Renasant Corporation is the parent of Renasant Bank and Renasant Insurance, Inc.  Renasant Corporation has assets of approximately $4.6 billion and operates over 75 banking, mortgage, financial services and insurance offices in Mississippi, Tennessee, Alabama and Georgia as of July 23, 2010.

Note To Investors

This news release may contain, or incorporate by reference, statements which may constitute “forward-looking statements” within the meaning of Section 27A of the Securities Act of 1933, as amended, and Section 21E of the Securities Exchange Act of 1934, as amended.  Such forward looking statements usually include words such as “expects,” “projects,” “anticipates,” “believes,” “intends,” “estimates,” “strategy,” “plan,” “potential,” “possible” and other similar expressions.  

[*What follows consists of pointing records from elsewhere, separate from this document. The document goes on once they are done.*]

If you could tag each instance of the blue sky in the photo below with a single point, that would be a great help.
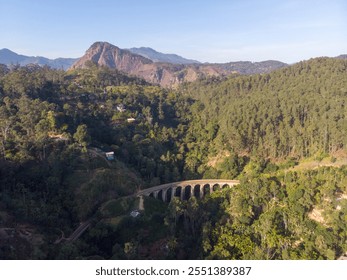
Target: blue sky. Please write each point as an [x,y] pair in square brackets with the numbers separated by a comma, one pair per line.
[208,31]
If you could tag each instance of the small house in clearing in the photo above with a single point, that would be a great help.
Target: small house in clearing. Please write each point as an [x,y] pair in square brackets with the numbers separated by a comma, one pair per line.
[110,155]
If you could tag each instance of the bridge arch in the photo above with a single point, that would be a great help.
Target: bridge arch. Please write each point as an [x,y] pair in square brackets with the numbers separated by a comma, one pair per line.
[186,189]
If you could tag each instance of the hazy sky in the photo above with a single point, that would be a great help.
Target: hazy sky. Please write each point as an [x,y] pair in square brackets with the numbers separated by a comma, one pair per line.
[208,31]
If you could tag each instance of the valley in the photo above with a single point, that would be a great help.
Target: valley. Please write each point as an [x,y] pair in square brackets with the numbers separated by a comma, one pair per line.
[280,134]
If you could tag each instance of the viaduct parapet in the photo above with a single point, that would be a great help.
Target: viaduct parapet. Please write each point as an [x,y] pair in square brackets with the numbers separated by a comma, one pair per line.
[186,189]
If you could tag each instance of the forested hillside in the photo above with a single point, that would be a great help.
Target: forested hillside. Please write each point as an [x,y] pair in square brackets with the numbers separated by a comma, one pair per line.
[56,126]
[299,111]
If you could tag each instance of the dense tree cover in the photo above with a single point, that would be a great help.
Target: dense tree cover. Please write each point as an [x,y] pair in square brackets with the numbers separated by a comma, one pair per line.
[56,126]
[266,218]
[298,111]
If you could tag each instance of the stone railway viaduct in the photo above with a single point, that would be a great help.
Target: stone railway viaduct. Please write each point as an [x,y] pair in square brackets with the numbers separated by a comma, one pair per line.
[186,189]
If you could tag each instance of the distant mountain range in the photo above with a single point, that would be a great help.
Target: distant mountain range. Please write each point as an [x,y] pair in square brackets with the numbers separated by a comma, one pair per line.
[162,57]
[9,57]
[155,67]
[165,69]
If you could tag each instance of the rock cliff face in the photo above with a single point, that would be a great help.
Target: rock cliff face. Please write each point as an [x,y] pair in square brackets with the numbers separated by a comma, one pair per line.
[165,74]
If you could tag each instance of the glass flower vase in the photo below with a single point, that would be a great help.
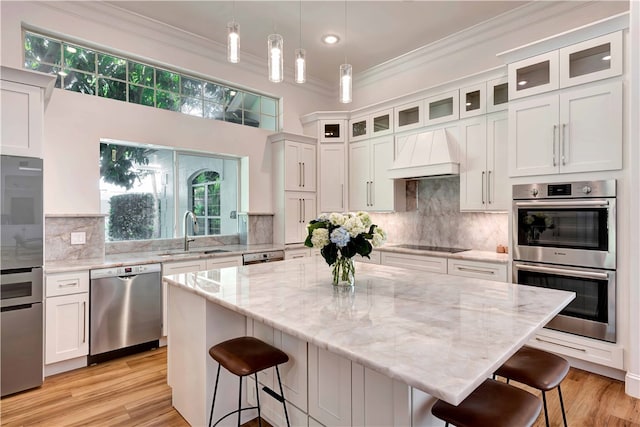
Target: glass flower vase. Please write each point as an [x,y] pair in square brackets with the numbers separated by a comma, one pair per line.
[343,272]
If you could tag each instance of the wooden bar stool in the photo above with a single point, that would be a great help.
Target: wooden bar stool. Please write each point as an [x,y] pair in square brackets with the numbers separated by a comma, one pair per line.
[246,356]
[538,369]
[494,404]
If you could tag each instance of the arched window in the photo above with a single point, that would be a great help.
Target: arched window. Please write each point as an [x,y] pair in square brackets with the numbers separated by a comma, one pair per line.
[205,202]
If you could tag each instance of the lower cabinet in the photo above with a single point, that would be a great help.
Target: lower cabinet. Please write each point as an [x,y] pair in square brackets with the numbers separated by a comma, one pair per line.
[329,387]
[66,316]
[477,269]
[418,262]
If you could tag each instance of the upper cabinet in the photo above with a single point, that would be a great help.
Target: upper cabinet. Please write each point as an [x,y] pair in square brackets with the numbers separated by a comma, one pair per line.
[575,130]
[408,116]
[594,59]
[22,100]
[473,100]
[441,108]
[497,95]
[332,131]
[371,125]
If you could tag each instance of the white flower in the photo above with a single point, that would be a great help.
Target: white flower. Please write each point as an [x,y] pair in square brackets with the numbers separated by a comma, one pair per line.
[354,226]
[337,218]
[379,237]
[340,237]
[320,237]
[365,218]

Prospective investors are cautioned that any such forward-looking statements are not guarantees for future performance and involve risks and uncertainties, and that actual results may differ materially from those contemplated by such forward-looking statements.  Important factors currently known to management that could cause actual results to differ materially from those in forward-looking statements include our ability to efficiently integrate the Crescent Bank acquisition into the Company’s operations, retain Crescent Bank customers and grow the acquired franchise, significant fluctuations in interest rates, inflation, economic recession, significant changes in the federal and state legal and regulatory environment, significant underperformance in our portfolio of outstanding loans, competition in our markets, and risks inherent in FDIC-assisted transactions and other possible acquisitions. We undertake no obligation to update or revise forward-looking statements to reflect changed assumptions, the occurrence of unanticipated events or changes to future operating results over time.